Trump, who has not spoken publicly since Friday, has been mum about the words of the speaker with who he has clashed and used as a campaign-trail foil to rile up his conservative base. That ended Wednesday morning.
“I greatly appreciate Nancy Pelosi’s statement against impeachment,” the president tweeted.
I greatly appreciate Nancy Pelosi’s statement against impeachment, but everyone must remember the minor fact that I never did anything wrong, the Economy and Unemployment are the best ever, Military and Vets are great - and many other successes!

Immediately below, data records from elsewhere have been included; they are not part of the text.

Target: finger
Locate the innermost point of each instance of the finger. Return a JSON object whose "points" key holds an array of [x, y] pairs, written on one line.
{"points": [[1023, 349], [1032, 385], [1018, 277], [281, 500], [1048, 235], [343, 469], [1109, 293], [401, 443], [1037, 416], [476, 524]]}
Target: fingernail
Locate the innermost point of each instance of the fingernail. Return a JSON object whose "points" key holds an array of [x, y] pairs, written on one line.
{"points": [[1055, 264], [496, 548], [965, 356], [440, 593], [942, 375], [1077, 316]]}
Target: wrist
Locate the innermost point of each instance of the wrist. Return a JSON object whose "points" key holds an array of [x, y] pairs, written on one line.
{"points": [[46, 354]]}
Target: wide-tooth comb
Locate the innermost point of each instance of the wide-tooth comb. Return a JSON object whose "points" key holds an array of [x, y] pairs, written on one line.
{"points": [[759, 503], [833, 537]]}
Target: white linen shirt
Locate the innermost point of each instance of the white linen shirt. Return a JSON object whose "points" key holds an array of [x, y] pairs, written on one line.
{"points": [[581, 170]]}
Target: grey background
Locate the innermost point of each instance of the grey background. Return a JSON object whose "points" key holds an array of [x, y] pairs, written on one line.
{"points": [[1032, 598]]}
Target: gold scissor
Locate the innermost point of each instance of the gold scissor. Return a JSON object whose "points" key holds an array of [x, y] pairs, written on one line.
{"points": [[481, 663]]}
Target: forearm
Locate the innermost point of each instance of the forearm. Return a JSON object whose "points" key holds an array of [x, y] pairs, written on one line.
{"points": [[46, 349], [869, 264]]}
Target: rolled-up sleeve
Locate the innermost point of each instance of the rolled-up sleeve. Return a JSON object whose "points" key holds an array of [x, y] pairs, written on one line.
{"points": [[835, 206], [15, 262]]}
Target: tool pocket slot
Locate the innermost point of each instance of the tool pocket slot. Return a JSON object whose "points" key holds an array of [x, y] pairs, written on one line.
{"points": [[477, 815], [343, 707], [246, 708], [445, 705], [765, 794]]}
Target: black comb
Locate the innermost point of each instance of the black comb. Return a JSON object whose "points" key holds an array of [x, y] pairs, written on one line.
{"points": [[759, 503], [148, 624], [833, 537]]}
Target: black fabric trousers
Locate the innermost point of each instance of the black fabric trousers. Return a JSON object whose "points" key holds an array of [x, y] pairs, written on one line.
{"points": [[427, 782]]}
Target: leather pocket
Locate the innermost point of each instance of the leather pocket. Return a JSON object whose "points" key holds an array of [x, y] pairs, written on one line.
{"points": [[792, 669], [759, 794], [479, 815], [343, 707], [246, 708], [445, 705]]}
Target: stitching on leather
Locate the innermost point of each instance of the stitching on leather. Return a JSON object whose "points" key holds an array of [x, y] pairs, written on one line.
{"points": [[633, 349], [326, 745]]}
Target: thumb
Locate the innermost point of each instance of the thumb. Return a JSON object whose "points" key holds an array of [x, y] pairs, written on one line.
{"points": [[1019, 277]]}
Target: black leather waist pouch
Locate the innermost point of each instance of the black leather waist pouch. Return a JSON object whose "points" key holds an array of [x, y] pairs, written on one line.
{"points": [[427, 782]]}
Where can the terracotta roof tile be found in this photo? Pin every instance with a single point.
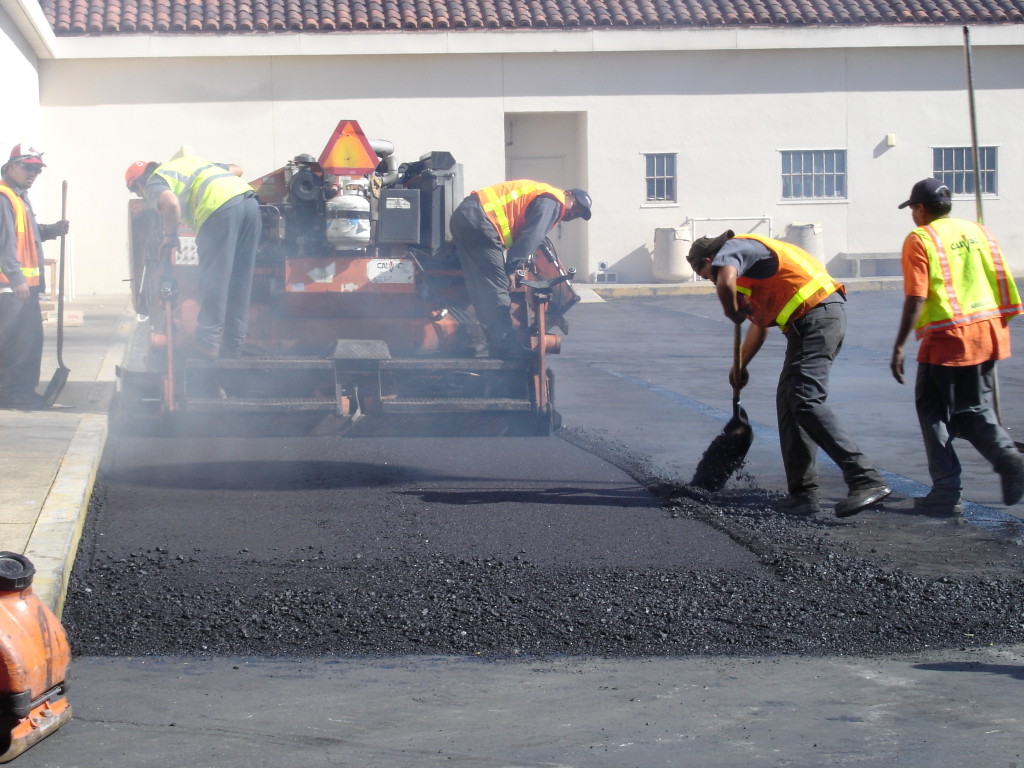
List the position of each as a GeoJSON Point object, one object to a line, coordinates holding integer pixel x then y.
{"type": "Point", "coordinates": [102, 17]}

How do you impeach....— Donald J. Trump (@realDonaldTrump) March 13, 2019
“Everyone must remember the minor fact that I never did anything wrong,” he wrote, before adding his view that “the Economy and Unemployment are the best ever, Military and Vets are great — and many other successes!”

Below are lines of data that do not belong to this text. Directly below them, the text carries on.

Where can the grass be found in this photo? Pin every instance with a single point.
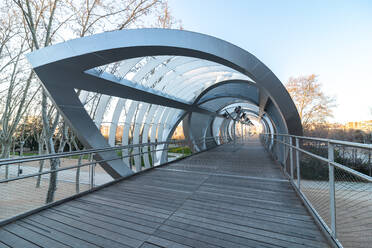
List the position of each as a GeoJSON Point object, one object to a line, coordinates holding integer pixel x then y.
{"type": "Point", "coordinates": [186, 150]}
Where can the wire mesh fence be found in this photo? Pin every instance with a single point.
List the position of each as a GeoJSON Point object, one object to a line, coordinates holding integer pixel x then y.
{"type": "Point", "coordinates": [334, 178]}
{"type": "Point", "coordinates": [33, 182]}
{"type": "Point", "coordinates": [353, 209]}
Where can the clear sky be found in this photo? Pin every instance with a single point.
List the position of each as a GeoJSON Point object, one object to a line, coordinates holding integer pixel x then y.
{"type": "Point", "coordinates": [332, 39]}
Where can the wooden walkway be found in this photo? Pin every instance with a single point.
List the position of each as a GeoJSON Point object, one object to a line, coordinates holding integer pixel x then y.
{"type": "Point", "coordinates": [231, 196]}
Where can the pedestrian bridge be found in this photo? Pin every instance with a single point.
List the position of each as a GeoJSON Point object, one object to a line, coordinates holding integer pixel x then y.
{"type": "Point", "coordinates": [230, 196]}
{"type": "Point", "coordinates": [218, 186]}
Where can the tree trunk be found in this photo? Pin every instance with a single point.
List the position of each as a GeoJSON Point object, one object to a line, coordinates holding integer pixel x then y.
{"type": "Point", "coordinates": [41, 164]}
{"type": "Point", "coordinates": [5, 152]}
{"type": "Point", "coordinates": [77, 178]}
{"type": "Point", "coordinates": [54, 165]}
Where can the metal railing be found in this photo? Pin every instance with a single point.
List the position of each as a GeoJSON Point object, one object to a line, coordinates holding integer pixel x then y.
{"type": "Point", "coordinates": [77, 172]}
{"type": "Point", "coordinates": [327, 174]}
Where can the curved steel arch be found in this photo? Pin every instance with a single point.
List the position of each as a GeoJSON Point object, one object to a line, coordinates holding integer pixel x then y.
{"type": "Point", "coordinates": [63, 68]}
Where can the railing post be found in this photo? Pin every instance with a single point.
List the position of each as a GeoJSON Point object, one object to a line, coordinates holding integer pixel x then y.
{"type": "Point", "coordinates": [234, 132]}
{"type": "Point", "coordinates": [298, 163]}
{"type": "Point", "coordinates": [284, 160]}
{"type": "Point", "coordinates": [91, 175]}
{"type": "Point", "coordinates": [291, 156]}
{"type": "Point", "coordinates": [332, 188]}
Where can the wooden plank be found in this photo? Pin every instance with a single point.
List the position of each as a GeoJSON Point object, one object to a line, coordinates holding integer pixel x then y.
{"type": "Point", "coordinates": [230, 197]}
{"type": "Point", "coordinates": [12, 240]}
{"type": "Point", "coordinates": [34, 237]}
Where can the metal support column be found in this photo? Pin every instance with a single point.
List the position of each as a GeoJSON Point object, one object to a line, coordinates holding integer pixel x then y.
{"type": "Point", "coordinates": [291, 157]}
{"type": "Point", "coordinates": [332, 188]}
{"type": "Point", "coordinates": [298, 163]}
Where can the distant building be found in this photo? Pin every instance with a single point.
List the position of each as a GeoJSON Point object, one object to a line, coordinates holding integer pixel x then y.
{"type": "Point", "coordinates": [365, 126]}
{"type": "Point", "coordinates": [105, 131]}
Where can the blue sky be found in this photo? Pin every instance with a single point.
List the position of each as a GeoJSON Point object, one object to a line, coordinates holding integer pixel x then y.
{"type": "Point", "coordinates": [332, 39]}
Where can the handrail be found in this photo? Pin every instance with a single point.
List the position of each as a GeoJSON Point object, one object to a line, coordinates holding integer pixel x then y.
{"type": "Point", "coordinates": [341, 194]}
{"type": "Point", "coordinates": [332, 141]}
{"type": "Point", "coordinates": [87, 181]}
{"type": "Point", "coordinates": [88, 151]}
{"type": "Point", "coordinates": [338, 165]}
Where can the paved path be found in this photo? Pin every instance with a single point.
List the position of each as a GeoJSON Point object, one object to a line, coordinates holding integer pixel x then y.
{"type": "Point", "coordinates": [231, 196]}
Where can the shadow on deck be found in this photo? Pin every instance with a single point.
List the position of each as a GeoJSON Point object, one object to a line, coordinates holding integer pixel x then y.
{"type": "Point", "coordinates": [231, 196]}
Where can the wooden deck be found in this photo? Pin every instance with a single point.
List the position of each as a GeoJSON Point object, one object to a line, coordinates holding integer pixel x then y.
{"type": "Point", "coordinates": [231, 196]}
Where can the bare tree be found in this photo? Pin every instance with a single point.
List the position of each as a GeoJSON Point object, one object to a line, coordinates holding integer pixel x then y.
{"type": "Point", "coordinates": [165, 18]}
{"type": "Point", "coordinates": [312, 104]}
{"type": "Point", "coordinates": [15, 97]}
{"type": "Point", "coordinates": [44, 21]}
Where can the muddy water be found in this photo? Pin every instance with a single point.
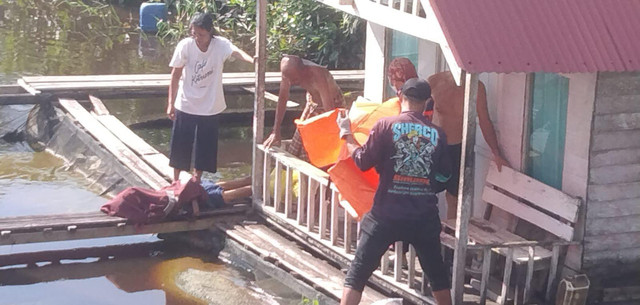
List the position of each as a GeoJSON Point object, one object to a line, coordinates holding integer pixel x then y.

Whether or not to impeach is a political decision that Pelosi and her caucus could still have to make, especially if Special Counsel Robert S. Mueller III’s investigation turns up damaging enough evidence of 2016 campaign coordination with Russia that involved Trump or that his aides kept him informed about.
But the speaker and other Democratic leaders in the House have said the decision would be based on such evidence — not about domestic factors like the economy.
The president either does not quite understand how impeachment works, or he is using the strong economy, a bipartisan veterans overhaul bill he signed into law, and the $716 billion fiscal 2019 Pentagon he signed as leverage against Democrats — especially the liberal wing that wants to impeach him.
Yet, in a second post on his favorite social media site, the president signaled he has a clear understanding of the impeachment process, asking how the House could impeach him since he “has done nothing wrong and impeachment is for ‘high crimes and misdemeanors’?”
....a man who is considered by many to be the President with the most successful first two years in history, especially when he has done nothing wrong and impeachment is for “high crimes and misdemeanors”?— Donald J. Trump (@realDonaldTrump) March 13, 2019
But Trump likely will have to deal with one impeachment vote.
That’s because, despite Pelosi’s opposition, Texas Democratic Rep. Al Green intends to force a vote on the matter, as he twice did when Republicans held the majority.
“I’m going to bring it the floor of the House again,” Green said Tuesday morning on C-SPAN’s “Washington Journal.” He declined to say when he plans to take action, saying, “The acid test is one that does not carry with it a specific date.”
Former senior congressional aides and analysts have told Roll Call since Democrats took control of the House that Pelosi is unlikely to move ahead with an impeachment process because Democrats lack the 67 votes in the Senate needed to convict and remove Trump. This is a lesson she learned from House Republicans impeaching Bill Clinton without the GOP votes to finish the job in the other chamber, they say.
But some members of the liberal wing of the House Democratic caucus who once lobbied for impeachment proceedings since have fallen in line behind Pelosi and Majority Leader Steny H. Hoyer of Maryland, who echoed the speaker on Tuesday.
Trump’s defenders on Capitol Hill, including House Minority Leader Kevin McCarthy, R-California, continue predicting that not only will the president avoid impeachment, he will win a second term.
“Nancy Pelosi is smart to say there shouldn’t be an impeachment, because there’s no grounds to do it,” McCarthy said. “The Democrats made a decision on the day Trump won. … That’s the moment that he wanted to impeach the president. … This is a political ploy that they continue to move.”